Saturday, March 31, 2012

An evening with Hockney’s works

The Royal Academy of Arts in London is exhibiting a retrospective of David Hockney’s Yorkshire landscapes through April 9.  Hockney has appeared on BBC talking about his return to Yorkshire and his experiments using the iPad as a sketchbook: the two most recent, The Art of Seeing and Alan Yentob’s Imagine, give good background for the exhibits.

It’s fascinating to watch him work, he effortlessly moves color and line onto his canvas amidst the fields and woods that he loves.  I know it’s drive, talent and practice, but, at 70, he’s also inspirational.


His show has been difficult to get into: tickets sell out early and mine were for 10:30 in the evening.  It turned out not to be crowded and tickets were still being sold at the door, so it may be possible to walk in.


And worth it.  The paintings are all bold, strong landscapes, somewhat impressionistic but both abstract and filled with movement.  Some, like the Grand Canyon paintings (below), are hyper-real: the familiar oranges have been heightened and the perspectives flattened to intensify the impact.

Others, tracing changes through the seasons, use marks and colors to capture the way light falls through the trees and slants across fields. The differences in spring and summer are both in the size of the strokes and the depth of the greens, the way the branches fall and the shadows rise.
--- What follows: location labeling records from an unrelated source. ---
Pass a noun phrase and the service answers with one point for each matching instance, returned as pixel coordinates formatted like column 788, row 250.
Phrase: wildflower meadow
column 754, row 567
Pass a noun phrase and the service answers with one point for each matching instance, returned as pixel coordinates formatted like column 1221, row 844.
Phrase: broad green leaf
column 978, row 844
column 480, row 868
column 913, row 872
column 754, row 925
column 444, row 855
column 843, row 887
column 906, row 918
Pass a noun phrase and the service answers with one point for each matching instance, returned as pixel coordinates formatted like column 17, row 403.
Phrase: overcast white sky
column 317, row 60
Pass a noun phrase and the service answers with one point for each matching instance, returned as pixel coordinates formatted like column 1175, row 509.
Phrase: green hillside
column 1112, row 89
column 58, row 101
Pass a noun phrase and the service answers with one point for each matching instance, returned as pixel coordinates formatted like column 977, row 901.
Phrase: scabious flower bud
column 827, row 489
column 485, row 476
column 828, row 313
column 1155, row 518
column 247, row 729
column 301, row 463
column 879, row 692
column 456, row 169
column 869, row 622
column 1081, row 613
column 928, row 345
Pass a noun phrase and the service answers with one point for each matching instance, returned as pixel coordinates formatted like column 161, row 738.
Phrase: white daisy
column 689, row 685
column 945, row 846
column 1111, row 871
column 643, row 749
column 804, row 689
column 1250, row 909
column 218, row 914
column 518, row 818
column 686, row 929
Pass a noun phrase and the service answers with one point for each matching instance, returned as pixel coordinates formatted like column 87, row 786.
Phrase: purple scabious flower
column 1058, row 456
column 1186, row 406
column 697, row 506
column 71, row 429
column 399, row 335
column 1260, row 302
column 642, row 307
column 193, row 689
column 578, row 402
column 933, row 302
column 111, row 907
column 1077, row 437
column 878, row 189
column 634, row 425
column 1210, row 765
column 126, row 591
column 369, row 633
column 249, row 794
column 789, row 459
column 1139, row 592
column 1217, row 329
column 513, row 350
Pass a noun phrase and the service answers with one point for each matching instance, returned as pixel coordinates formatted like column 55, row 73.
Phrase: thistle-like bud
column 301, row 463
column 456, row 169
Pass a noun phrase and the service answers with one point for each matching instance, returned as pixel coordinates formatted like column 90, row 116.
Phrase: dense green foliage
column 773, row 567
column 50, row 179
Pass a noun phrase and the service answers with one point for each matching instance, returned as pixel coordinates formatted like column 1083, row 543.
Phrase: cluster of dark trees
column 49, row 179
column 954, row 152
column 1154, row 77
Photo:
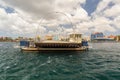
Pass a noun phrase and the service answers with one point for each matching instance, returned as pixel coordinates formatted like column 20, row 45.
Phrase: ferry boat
column 75, row 43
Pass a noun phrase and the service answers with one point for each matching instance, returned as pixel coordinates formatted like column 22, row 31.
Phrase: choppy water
column 102, row 62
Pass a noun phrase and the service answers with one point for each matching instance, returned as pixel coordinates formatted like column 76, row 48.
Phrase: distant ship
column 99, row 37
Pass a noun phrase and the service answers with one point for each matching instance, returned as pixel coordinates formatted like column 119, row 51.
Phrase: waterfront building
column 97, row 35
column 75, row 38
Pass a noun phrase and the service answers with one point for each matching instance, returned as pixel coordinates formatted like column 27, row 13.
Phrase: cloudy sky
column 31, row 17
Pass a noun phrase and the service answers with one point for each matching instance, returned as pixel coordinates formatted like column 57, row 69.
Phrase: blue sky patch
column 90, row 6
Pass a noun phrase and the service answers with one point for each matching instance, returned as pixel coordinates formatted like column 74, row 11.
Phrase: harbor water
column 101, row 62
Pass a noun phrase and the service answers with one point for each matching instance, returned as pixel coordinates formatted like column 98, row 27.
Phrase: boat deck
column 54, row 49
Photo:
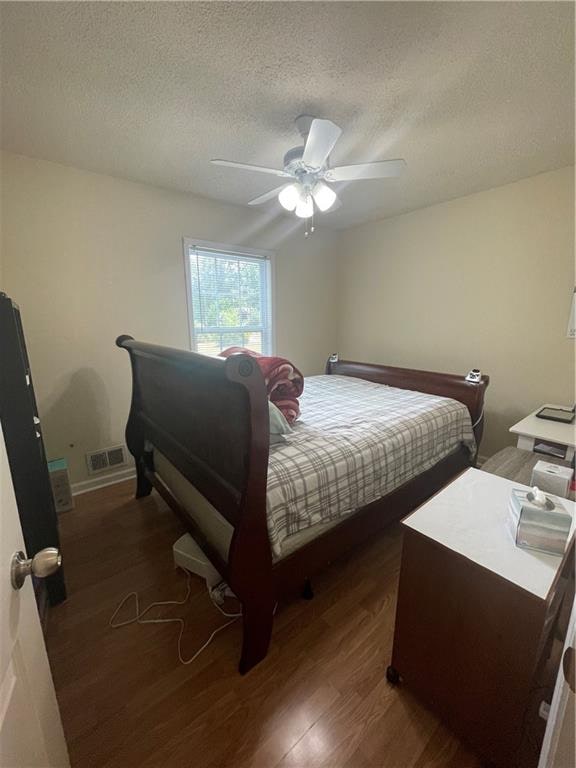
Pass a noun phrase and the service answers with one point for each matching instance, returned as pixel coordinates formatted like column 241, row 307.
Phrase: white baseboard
column 102, row 481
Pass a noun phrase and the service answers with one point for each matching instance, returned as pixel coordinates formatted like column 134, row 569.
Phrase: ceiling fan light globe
column 305, row 207
column 324, row 196
column 289, row 197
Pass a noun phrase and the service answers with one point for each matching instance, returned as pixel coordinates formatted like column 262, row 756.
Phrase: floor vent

I liked the small gems as well.  There are wonderful charcoal drawings that combine smudges and strokes, dark and faded, to show a dense copse of trees or to capture receding rows of birch trunks.  There is a small room with sketch books and iPad originals showing ideas and works in progress.

The paintings are generally quite large, made up of many individual panels or arrays of themed watercolors and oils.  Paintings that seem cartoonish at arms length develop a lot of depth and realism when viewed  from 20 feet away.  The energy is grasses and leaves is amazing: skies are often pushed towards the margins (despite accompanying text comparing his works to Constable).  I don’t quite see how he got the level of detail drawn on an iPad that these works have: he used a stylus, but even so there are very delicate lines and erasures that seem very difficult.

There’s a wonderful accompanying catalog (for 30 gbp!) but it doesn’t do justice to the strength and depth of the paintings hung in the galleries.  Hockney shows have been moving around Europe’s museums over the past few years – if you have a chance to see one it’s really worthwhile.